この工程では今夏、従来の2時間ごとの休憩に加え1時間おきに「水分補給タイム」を設けた。冷蔵庫も置き、スポーツドリンクを毎日1人2本支給する。工場長の九木田修さん(50)は「熱中症患者を出さないよう声かけしている」。
近くにあるリンナイの大口工場では昨年、腰部分についた扇風機から風を取り込んで体温を下げられる「空調服」をとりいれた。工場内は空調機器を更新したばかりで比較的涼しいが、熱が発生する工程や屋外での作業もあるためだ。
部品を運ぶフォークリフトを運転する高松浩次さん(44)は、この夏から空調服を着始めた。「汗をかく量が減った。今年の暑さは異常だが、これで何とか乗り切れそう」と話す。

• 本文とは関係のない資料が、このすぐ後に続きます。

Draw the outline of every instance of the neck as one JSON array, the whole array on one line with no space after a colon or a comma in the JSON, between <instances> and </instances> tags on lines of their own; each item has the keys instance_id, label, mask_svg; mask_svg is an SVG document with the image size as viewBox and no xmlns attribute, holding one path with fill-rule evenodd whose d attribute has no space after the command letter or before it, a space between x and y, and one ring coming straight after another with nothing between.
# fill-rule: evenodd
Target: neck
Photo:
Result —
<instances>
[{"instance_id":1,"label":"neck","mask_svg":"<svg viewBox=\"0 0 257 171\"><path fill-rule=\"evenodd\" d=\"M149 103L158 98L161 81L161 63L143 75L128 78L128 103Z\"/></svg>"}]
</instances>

ブラザー工業の子会社で、減速機などをつくるニッセイ(愛知県安城市)は7月、暑さが厳しい職場で作業服の代わりに着られるポロシャツを支給した。愛知製鋼では6月から、社員食堂にごま塩やふりかけを用意し、汗で失った塩分を補給してもらっている。
愛知労働局によると、愛知県内で昨年、就労中に起きた熱中症は計407件。今年はさらに増えるおそれもあり、企業などに注意を呼びかけている。(竹山栄太郎)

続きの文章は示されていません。